Observasi Kota Mati dan Hujan

28 4 0
                                    


" Ini belom seberapa ya, lain kali mungkin idung lo, mata lo, mulut lo, atau pipi lo yang akan bernasib sama kaya perut lo itu."- Zee
"Terus setelah lo nonjokin muka gue, lo mau apa? nonjok hati gue??"
Sungguh kalimat terakhir Vanno barusan membuat tenggorokan Zee gatal, Ia merasa sebentar lagi akan muntah

***

"Harusnya elo tuh ga milih tempat observasi disini. Di deket rumah gue banyyakk tempat yang lebih keren dan rame daripada ini. Mana tempatnya jauh, banyak belokannya lagi. Gue kan bingung. Gue nggak tau daerah sini. Mana sopir gue nggak nggak bisa jemput.Gue mo pulang gimana coba??" Protes Zee yang kini tengah duduk di bangku taman dengan Vanno yang sibuk dengan laptopnya. Vanno yang tengah membuat laporan dari tugas mereka berduapun dibuat hilang konsentrasi lantaran cerocosan gadis di hadapannya itu.

"Lu udah ngomelnya?? Sekarang nihhh, lu buat tugas laporannya dan besok kasih liat ke gua, trus dikumpulin secepatnya. Gue udah enek dengerin kecrewetan elo."

Vanno menyodorkan sebuah flasdisk putih yang baru saja ia cabut dari laptopnya. Ia kemudian merapihkan barang-barangnya dan mulai bangkit. Kakinya melangkah pasti, sedikit demi sedikit menjauhi Zee yang bingung akan kelakuannya.

"ehh ehh... Stevanno, lu mau kemana??" teriak Zee pada Vanno yang kini sudah mulai menunggangi sepeda motornya, sedang dia masih terpaku di tempat duduk. Vanno bungkam. Ia tak rela membuka sedikit saja mulutnya untuk menanggapi ucapan Zee. Ia mulai menggunakan helm dan menghidupkan motornya. Melihat itu Zee segera bangkit, sedikit berlari menuju Vanno dan...

"Stoooppp."

pekik Zee hingga mau tidak mau Vanno harus mengurungkan niatnya untuk menarik pedal gas motornya lebih jauh lagi.

"Ck. lo apaan sih?" kesal Vanno menanggapi tingkah Zee yang benar-benar mirip adegan sinetron alay.

" Lo mau kemana?"

Sungguh pertanyaan yang payah. Tidak bisakah Zee menngeluarkan sedikit pertanyaan yang lebih berbobot dari itu?? Melihat Vanno yang sudah rapih dengan ransel yang melingkari tubuh dan sudah menghidupkan mesin motornya, bukannya Zee seharusnya sudah tau bahwa Vanno akan menjawab...

"Cabut." Tandas Vanno.

Zee membulatkan matanya sempurna mendengar kata yang berhasil keluar dari mulut Vanno. Singkat dan tidak sesuai harapan. Sedang Vanno sama sekali tak mempermasalahkan jawaban yang ia berikan. Memang tidak ada masalah kan dengan jawaban Vanno tadi ? memangnya apa yang Zee harapkan?
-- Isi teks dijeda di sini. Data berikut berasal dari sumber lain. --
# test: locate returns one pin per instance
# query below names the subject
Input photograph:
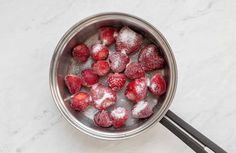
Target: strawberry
(73, 83)
(88, 77)
(80, 101)
(102, 96)
(81, 53)
(107, 35)
(118, 61)
(119, 116)
(136, 90)
(128, 40)
(142, 110)
(150, 59)
(99, 52)
(134, 71)
(116, 81)
(101, 68)
(102, 119)
(157, 85)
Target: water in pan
(76, 68)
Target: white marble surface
(201, 33)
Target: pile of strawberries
(121, 69)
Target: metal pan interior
(62, 64)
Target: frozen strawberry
(128, 40)
(102, 119)
(119, 116)
(101, 68)
(118, 61)
(142, 110)
(134, 70)
(102, 96)
(99, 52)
(89, 77)
(80, 101)
(116, 81)
(150, 59)
(136, 90)
(73, 83)
(81, 53)
(157, 85)
(107, 35)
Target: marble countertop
(201, 33)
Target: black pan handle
(190, 136)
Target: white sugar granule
(128, 37)
(119, 112)
(96, 48)
(139, 88)
(115, 65)
(139, 107)
(105, 96)
(148, 82)
(153, 86)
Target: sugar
(139, 88)
(153, 86)
(105, 96)
(116, 64)
(139, 107)
(119, 112)
(148, 82)
(128, 37)
(96, 48)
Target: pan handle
(190, 136)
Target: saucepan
(62, 64)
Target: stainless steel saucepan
(62, 64)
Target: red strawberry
(134, 70)
(81, 53)
(118, 61)
(157, 85)
(73, 83)
(149, 58)
(119, 116)
(102, 96)
(80, 101)
(136, 90)
(142, 110)
(128, 40)
(107, 35)
(102, 119)
(89, 77)
(101, 68)
(99, 52)
(116, 81)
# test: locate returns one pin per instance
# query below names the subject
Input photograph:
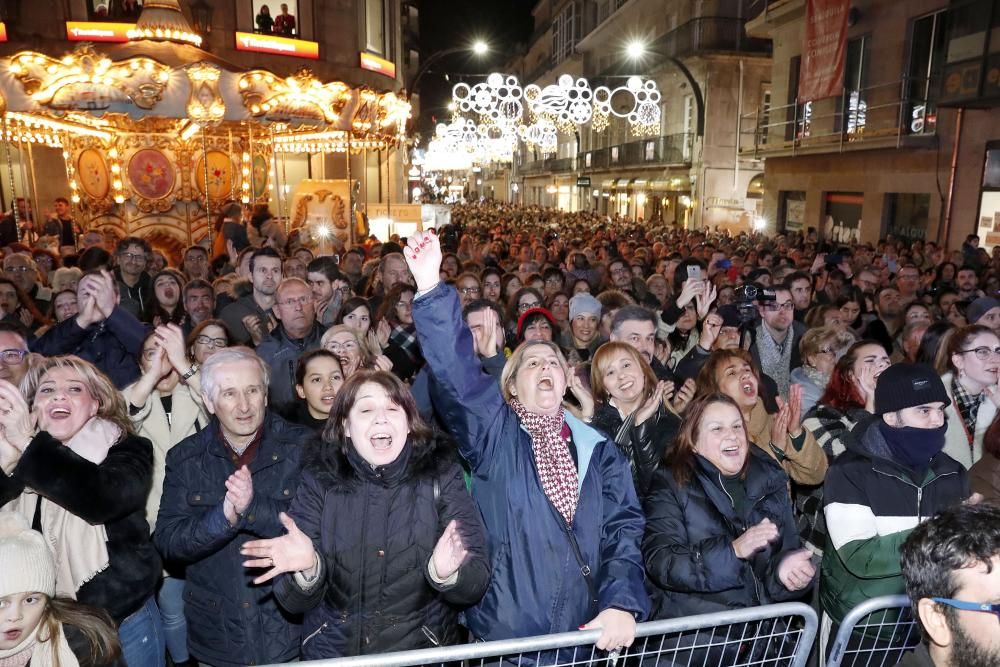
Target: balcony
(548, 166)
(666, 150)
(897, 114)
Zee mencebikkan mulutnya melihat Vanno yang terduduk angkuh di jok motornya.
'Dasar laki-laki ngga peka.' runtuk Zee dalam hati.

"Apa lo ngga denger omongan gue yang panjang lebar tadi??" Zee mulai angkat bicara.

"Denger"

"Trus lo juga denger kalo supir gue ngga bisa jemput?"

"ekhm"

"Lo denger kalau gue bingung jalan sini?"

"hmm"

"Trus kenapa lo ga ngajak gue pulang? Maen cabut-cabut aja."

Vanno hampir saja tidak percaya dengan ucapan Zee. Gadis itu minta diantarnya pulang?? Ini pertama kalinya Zee berucap demikian. Dia kan selama ini gadis yang aneh. Aneh, tidak seperti gadis-gadis lain yang menggilainya. Satu-satunya gadis yang gemar mencibirnya. Yang tidak suka jika berdekatan dengan dia. Tidak bersikap berlebihan seperti yang lainnya. Kenapa sekarang ia berucap begitu? Apa dia mulai menyukai Vanno? atau memang dari dulu ia suka dengan Vanno tapi pura-pura tidak? Hahhh apa ini? Kenpa Vanno malah disibukkan dengan pertanyaan-pertanyaan payah di otaknya?